One outcome of the Luby’s massacre was that in 1995 the Texas legislature passed a law allowing residents with gun permits to carry concealed weapons. Suzanna Gratia Hupp, who was at Luby’s with her parents on the day of the massacre and watched as they were murdered, was instrumental in getting the law passed. Hupp had a handgun with her that day, but left it in her car to comply with the law that forbid people from carrying concealed firearms.
1992 – Actress Shirley Booth – won the Academy Award for Best Actress for her performance in Come Back, Little Sheba, was a 3-time Tony Award winning actress on Broadway, but perhaps best remembered for her role as Hazel Burke on television’s Hazel – died at the age of 94.
1992 – Sinead O’Connor was booed off stage at Madison Square Garden in a show that was intended to honor Bob Dylan on his 30th anniversary in the music business. O’Connor, who had torn up a photograph of Pope John Paul II on Saturday Night Live 13 days earlier (shown above), dropped her scheduled Dylan song and sang (shouted) ‘War’ by Bob Marley.
1995 – The Million Man March, a gathering en masse of African-American men, was held on and around the National Mass in Washington, DC.
One of the primary motivating factors for the march was to place black issues back on the nation’s political agenda. Organizers believed that politicians were failing the black community by “papering over the most vital dimensions of the crisis in international capitalism” and blaming urban blacks for “domestic economic woes that threatened to produce record deficits, massive unemployment, and uncontrolled inflation.”

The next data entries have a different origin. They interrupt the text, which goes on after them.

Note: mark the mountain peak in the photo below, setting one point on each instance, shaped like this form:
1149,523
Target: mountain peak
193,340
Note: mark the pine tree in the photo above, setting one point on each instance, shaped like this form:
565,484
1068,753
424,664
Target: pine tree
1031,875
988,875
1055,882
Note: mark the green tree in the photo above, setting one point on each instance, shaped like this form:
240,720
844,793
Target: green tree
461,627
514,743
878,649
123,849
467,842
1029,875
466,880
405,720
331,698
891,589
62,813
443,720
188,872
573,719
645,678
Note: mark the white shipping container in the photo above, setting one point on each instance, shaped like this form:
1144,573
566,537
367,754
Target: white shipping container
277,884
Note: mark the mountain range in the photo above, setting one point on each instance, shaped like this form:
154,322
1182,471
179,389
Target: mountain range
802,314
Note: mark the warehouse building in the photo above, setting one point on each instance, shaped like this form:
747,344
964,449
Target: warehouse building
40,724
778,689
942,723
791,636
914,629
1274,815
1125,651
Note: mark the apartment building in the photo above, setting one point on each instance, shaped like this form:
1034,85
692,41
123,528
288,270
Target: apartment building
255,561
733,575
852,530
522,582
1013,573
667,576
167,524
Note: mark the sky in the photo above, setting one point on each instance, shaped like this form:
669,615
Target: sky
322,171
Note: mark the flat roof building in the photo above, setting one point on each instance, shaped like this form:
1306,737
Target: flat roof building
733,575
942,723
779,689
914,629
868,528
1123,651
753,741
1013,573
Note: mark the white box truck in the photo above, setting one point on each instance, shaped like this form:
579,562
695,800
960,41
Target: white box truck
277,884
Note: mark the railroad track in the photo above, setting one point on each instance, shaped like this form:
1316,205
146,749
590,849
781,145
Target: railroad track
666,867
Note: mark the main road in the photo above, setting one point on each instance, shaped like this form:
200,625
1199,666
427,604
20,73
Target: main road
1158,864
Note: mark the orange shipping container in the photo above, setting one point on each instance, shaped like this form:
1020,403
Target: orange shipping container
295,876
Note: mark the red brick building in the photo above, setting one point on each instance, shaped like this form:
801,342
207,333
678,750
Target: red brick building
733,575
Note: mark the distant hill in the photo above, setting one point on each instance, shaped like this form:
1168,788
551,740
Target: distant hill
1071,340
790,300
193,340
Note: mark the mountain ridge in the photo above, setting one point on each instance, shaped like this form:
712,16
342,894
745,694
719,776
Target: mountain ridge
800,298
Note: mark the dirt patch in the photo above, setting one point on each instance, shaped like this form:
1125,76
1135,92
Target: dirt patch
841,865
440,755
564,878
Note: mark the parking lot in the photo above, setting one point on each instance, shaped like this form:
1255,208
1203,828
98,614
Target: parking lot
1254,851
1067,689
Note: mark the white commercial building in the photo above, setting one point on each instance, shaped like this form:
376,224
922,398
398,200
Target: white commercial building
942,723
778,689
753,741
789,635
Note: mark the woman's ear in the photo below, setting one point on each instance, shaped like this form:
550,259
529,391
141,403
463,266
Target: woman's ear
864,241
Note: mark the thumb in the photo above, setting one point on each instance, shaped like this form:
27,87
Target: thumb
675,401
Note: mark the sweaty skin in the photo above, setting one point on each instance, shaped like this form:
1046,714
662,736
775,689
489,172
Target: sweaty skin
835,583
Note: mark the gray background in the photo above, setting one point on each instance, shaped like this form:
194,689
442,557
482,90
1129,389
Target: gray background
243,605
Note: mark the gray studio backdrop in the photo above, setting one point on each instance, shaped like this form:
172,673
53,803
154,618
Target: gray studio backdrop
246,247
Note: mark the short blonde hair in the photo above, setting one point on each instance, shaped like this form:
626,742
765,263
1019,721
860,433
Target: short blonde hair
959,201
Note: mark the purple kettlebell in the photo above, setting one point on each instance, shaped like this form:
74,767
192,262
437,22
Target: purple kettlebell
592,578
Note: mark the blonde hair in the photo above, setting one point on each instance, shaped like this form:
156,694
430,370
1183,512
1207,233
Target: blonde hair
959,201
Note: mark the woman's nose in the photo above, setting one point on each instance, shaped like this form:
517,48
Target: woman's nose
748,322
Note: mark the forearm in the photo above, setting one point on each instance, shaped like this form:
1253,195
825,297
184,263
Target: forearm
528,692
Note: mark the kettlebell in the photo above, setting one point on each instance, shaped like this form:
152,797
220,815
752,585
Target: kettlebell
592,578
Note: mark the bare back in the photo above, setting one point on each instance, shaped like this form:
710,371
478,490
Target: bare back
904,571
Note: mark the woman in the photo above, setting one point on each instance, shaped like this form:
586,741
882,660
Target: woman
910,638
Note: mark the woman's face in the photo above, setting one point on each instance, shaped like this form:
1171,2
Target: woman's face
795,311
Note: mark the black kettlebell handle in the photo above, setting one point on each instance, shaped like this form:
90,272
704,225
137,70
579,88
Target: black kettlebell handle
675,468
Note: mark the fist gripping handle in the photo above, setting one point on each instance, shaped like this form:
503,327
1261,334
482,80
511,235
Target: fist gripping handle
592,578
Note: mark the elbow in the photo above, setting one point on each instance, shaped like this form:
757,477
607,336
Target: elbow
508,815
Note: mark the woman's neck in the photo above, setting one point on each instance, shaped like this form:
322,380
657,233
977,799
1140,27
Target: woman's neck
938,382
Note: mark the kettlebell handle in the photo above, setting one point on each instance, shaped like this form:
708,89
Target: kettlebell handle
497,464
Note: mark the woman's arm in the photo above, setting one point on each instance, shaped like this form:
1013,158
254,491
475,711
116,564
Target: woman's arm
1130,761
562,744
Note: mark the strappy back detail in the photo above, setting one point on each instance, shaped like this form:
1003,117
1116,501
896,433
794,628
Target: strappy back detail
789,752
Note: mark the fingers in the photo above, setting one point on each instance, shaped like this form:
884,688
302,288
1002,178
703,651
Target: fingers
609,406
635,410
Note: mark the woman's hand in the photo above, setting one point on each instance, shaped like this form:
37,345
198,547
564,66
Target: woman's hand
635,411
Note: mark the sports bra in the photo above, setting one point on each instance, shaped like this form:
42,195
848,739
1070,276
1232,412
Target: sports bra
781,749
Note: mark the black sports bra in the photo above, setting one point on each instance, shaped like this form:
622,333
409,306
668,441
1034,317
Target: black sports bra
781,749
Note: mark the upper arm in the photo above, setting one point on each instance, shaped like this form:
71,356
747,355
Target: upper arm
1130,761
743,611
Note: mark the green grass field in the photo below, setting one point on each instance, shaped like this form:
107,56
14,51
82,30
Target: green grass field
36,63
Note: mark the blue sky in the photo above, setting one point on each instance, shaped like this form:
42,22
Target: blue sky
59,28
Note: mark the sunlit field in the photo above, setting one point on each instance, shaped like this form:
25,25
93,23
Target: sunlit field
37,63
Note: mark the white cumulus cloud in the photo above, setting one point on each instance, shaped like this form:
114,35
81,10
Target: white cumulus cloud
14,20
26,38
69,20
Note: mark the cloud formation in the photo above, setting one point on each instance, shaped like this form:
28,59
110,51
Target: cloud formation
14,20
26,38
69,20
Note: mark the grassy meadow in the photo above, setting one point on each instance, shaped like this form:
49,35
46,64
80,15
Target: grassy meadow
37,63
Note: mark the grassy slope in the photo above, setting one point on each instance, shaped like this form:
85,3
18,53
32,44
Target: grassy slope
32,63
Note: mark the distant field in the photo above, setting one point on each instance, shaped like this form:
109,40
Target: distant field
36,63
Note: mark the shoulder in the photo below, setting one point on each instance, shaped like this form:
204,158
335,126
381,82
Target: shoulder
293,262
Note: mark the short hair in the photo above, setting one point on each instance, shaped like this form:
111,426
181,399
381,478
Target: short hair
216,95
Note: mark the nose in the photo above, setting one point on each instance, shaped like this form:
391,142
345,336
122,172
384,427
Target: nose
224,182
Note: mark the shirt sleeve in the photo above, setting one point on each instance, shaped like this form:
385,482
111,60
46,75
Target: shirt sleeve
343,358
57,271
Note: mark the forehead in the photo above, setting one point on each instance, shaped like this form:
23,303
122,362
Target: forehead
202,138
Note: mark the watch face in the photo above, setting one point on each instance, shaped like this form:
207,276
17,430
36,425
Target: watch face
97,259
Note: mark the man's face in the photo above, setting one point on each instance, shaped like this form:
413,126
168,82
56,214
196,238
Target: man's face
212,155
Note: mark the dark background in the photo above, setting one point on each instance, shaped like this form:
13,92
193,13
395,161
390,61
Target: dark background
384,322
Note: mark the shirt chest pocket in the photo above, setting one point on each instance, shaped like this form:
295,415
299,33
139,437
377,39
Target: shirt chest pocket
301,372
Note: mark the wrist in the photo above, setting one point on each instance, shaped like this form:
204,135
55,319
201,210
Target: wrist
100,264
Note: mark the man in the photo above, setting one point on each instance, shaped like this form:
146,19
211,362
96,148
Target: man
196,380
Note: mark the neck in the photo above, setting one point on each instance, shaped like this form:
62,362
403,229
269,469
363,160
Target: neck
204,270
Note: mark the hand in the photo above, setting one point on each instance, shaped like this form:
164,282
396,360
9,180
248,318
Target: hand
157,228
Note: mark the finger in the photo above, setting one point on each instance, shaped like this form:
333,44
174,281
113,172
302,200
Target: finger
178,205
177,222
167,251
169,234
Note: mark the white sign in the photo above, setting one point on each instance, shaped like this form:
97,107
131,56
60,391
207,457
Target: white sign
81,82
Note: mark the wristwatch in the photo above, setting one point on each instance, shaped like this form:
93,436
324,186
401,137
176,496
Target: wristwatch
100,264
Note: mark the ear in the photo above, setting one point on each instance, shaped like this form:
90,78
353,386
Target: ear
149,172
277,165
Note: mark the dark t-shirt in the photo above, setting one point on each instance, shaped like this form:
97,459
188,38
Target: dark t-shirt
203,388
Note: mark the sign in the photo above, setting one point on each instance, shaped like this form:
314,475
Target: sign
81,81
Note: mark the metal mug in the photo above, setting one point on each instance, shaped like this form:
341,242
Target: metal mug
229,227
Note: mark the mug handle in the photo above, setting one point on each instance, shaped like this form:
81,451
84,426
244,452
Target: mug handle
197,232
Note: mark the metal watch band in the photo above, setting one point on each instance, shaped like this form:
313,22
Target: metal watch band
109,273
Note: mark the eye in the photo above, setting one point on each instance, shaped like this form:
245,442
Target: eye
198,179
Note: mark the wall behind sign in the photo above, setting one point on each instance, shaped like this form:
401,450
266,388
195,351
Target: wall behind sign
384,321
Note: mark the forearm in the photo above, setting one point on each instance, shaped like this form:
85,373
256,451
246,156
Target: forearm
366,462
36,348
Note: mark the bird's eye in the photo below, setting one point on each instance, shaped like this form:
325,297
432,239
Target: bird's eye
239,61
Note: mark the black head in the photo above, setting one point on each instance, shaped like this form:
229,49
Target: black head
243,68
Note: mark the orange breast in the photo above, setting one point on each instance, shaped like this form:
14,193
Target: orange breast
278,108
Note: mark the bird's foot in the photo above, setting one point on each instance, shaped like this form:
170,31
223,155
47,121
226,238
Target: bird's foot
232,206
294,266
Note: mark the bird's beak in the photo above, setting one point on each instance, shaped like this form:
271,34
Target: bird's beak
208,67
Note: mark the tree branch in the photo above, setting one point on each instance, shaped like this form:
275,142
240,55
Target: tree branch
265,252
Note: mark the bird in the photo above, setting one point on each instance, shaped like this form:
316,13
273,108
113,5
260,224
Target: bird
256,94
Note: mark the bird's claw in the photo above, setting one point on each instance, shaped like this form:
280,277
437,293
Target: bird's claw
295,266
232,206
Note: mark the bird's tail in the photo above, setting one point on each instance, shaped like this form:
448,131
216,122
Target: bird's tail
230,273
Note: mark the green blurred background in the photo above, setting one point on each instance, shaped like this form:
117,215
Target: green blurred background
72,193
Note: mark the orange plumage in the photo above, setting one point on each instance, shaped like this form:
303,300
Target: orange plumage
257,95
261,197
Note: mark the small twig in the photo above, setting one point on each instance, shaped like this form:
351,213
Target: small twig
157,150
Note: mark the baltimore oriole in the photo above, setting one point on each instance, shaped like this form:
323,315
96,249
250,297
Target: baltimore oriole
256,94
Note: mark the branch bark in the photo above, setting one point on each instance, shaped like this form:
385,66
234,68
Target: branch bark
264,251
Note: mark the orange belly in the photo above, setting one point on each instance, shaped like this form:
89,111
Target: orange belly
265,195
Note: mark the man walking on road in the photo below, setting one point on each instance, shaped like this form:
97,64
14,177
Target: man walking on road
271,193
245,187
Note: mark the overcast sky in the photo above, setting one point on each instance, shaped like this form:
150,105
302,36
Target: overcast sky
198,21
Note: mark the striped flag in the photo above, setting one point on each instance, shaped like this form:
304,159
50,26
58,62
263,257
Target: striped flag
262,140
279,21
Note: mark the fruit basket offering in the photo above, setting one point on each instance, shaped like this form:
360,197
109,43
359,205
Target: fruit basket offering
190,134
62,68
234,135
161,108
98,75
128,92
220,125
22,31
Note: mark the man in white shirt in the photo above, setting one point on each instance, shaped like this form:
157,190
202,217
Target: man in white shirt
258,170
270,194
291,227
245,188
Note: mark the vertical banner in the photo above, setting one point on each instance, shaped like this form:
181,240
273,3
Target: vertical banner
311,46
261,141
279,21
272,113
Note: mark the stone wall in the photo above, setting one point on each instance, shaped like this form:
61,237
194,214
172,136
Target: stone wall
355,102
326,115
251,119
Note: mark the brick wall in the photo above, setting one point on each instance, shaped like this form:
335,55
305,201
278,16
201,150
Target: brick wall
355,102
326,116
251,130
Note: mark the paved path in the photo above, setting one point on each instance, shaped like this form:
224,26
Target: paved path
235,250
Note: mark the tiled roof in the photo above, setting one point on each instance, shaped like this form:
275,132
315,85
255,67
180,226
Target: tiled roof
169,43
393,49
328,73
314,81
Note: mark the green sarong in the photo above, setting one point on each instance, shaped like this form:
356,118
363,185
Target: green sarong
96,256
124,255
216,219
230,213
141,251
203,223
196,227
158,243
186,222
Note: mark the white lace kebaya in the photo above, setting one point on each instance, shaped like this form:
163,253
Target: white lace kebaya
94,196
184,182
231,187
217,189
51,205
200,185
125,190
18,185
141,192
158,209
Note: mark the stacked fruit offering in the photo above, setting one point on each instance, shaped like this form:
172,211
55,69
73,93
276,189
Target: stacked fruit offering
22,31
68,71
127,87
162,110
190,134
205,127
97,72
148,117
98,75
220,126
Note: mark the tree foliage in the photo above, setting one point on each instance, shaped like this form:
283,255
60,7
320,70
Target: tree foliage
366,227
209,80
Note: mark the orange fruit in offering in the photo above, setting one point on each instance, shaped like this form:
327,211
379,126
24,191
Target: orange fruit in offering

In the spirit of unity and atonement, black leaders issued a call for all black people not in attendance at the March to recognize October 16, 1995 as a sacred day meant for self-reflection and spiritual reconciliation. All black Americans were encouraged to stay home from their work, school, athletic, entertainment activities and various other daily responsibilities on the “Day of Absence“.
1996 – A stampede of soccer fans before a World Cup qualifying match in Guatemala City killed 84 people and seriously injured more than 100.
Approximately 60,000 fans came to the stadium which has a capacity of only 45,000. Counterfeiters had sold thousands of fake tickets to the event.
Although the stadium was already full to capacity about an hour before the match was scheduled to begin, fans continued to push their way into the venue through a narrow passage. As those in front of them had nowhere to go, people began to be crushed and suffocated. Fist fights that broke out in the crowd exacerbated the situation, which ended in a panicked stampede.
1997 – Actress Audra Lindley, most famous for her role as landlady Helen Roper on Three’s Company, died of leukemia at the age of 79.
2002 – President George W. Bush signed Public Law 107-243, a congressional resolution authorizing war against Iraq.
2003 – Aaron Boone hit a home run off Tim Wakefield in the 11th to give the New York Yankees a 6-5 win over Boston and advance to the World Series.
2010 – Actress Barbara Billingsley, best remembered for her role as June Cleaver on Leave It To Beaver, died of Polymyalgia rheumatica at the age of 94.